Hint: In this problem we need to simplify the given radical expression. We can observe that the given expression contains a fraction of two root values. So, we will consider both numerator and denominator individually. After that we will factorize the value $120$ which is in the numerator. After we will write the value $120$ as a product of two numbers based on the value in the denominator in order to simplify the fraction. Now we will apply the exponential formula $\sqrt{a.b}=\sqrt{a}.\sqrt{b}$ and simplify the equation.

Complete step by step solution:
Given radical expression is $\dfrac{\sqrt{120}}{\sqrt{5}}$.
In the above fraction we have $\sqrt{120}$ as numerator and $\sqrt{5}$ as denominator.
Considering the numerator which is $\sqrt{120}$.

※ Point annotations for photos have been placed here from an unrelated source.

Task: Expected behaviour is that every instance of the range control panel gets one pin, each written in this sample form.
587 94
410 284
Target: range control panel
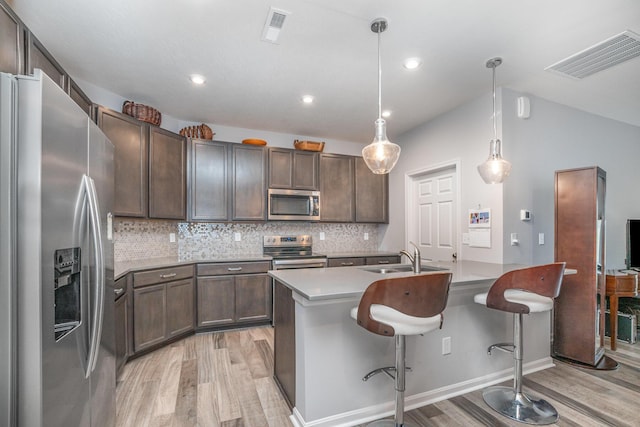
287 241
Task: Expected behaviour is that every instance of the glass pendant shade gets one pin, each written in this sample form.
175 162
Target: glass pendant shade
381 155
495 169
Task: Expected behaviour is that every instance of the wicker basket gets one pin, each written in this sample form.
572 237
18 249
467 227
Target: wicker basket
308 145
202 132
142 112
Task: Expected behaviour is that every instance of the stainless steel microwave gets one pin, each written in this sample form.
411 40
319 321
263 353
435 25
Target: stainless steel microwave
294 205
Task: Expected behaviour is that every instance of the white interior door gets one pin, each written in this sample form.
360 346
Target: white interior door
432 213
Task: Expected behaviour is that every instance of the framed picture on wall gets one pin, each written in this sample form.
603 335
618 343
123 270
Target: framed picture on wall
480 218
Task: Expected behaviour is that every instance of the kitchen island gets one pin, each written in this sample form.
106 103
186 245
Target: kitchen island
321 354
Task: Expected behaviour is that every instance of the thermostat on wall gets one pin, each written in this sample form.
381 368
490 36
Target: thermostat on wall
524 108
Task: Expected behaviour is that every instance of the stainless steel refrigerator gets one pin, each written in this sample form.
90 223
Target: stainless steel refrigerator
56 260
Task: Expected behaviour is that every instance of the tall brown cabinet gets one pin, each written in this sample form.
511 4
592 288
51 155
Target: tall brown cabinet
578 324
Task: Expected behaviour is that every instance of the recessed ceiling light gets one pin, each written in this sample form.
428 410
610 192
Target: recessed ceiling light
197 79
412 63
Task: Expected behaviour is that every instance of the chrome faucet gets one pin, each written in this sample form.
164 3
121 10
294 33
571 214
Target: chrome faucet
415 258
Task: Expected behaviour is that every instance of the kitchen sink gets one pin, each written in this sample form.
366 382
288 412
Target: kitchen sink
401 269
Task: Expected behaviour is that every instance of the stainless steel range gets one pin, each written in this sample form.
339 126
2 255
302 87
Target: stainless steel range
290 252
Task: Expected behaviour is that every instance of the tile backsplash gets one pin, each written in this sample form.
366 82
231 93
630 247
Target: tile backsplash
138 239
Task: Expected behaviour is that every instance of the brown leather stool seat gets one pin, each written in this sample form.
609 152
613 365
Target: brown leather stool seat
523 291
399 307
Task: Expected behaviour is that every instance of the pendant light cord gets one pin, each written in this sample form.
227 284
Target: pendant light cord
379 75
495 119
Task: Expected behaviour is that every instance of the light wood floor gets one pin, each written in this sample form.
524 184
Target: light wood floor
224 379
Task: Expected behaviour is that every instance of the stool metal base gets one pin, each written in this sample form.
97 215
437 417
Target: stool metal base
388 423
519 406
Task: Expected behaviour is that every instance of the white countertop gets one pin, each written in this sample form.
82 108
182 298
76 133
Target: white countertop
348 282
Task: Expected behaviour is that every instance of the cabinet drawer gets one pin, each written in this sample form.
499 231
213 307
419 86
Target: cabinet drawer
617 284
219 269
161 275
345 262
383 260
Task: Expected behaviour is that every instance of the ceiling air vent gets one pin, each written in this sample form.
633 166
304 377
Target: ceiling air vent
604 55
273 25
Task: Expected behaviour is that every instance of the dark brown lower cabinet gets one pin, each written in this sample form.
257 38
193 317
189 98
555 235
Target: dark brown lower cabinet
180 313
233 293
121 331
284 351
216 301
149 312
229 300
161 312
253 298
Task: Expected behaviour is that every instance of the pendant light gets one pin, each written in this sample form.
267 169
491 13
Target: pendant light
495 169
381 155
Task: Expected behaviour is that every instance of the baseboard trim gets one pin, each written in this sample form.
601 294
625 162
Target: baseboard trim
370 413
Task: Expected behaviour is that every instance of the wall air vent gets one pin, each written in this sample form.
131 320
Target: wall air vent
274 24
604 55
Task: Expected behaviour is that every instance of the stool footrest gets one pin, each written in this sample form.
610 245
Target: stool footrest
507 347
386 370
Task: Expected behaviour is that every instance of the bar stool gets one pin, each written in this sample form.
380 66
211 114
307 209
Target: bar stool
528 290
399 307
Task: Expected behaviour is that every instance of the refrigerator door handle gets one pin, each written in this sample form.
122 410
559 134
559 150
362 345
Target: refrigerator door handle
98 297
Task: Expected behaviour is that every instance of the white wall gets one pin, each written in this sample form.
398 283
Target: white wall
462 134
557 137
227 133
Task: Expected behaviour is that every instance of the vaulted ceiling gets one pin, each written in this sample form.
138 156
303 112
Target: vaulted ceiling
145 50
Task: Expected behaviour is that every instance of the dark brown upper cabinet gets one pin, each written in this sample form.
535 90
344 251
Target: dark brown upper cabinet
293 169
248 182
167 174
208 186
337 188
130 138
372 193
11 41
39 57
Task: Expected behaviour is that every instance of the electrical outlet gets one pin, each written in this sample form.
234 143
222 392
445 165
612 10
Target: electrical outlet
446 345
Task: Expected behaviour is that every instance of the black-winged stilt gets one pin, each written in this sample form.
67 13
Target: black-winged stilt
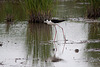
53 22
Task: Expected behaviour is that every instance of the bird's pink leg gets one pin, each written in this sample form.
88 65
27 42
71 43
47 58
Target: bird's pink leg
55 37
63 36
63 32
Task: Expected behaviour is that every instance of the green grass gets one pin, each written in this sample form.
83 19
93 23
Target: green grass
38 10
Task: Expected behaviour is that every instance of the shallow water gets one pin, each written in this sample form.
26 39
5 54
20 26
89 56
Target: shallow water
32 45
24 44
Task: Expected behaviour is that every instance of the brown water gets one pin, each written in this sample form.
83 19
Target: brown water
32 45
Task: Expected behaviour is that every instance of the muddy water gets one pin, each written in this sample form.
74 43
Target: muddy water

We can write the value $120$ from its factors as
$\Rightarrow 120={{2}^{3}}\times 3\times 5$
In the denominator we have the value $\sqrt{5}$. So, we are going to write the value $120$ as
$\begin{align}
  & \Rightarrow 120=\left( {{2}^{3}}\times 3 \right)\times 5 \\
 & \Rightarrow 120=\left( 8\times 3 \right)\times 5 \\
 & \Rightarrow 120=24\times 5 \\
\end{align}$
Now the value of $\sqrt{120}$ will be calculated by applying square root on both sides of the above equation, then we will get
$\Rightarrow \sqrt{120}=\sqrt{24\times 5}$
We have the exponential formula $\sqrt{ab}=\sqrt{a}\times \sqrt{b}$. Applying this formula in the above equation, then we will get
$\Rightarrow \sqrt{120}=\sqrt{24}\times \sqrt{5}$
Now the value of given radical expression can be calculated by dividing the above equation with $\sqrt{5}$ on both sides of the above equation, then we will have
$\Rightarrow \dfrac{\sqrt{120}}{\sqrt{5}}=\dfrac{\sqrt{24}\times \sqrt{5}}{\sqrt{5}}$
Cancelling the value $\sqrt{5}$ which is in both numerator and denominator, then we will get
$\Rightarrow \dfrac{\sqrt{120}}{\sqrt{5}}=\sqrt{24}$
We can write $24=4\times 6$ in the above equation, then we will have
$\begin{align}
  & \Rightarrow \dfrac{\sqrt{120}}{\sqrt{5}}=\sqrt{4\times 6} \\
 & \Rightarrow \dfrac{\sqrt{120}}{\sqrt{5}}=2\sqrt{6} \\
\end{align}$
Hence the simplified form of the given radical expression $\dfrac{\sqrt{120}}{\sqrt{5}}$ is $2\sqrt{6}$.

Note: We can also simplify the given value by applying the formula $\dfrac{\sqrt{a}}{\sqrt{b}}=\sqrt{\dfrac{a}{b}}$. After applying this formula, we will calculate the value of $\dfrac{120}{5}$ by dividing $120$ with $5$, then we will simplify the equation to get the required result.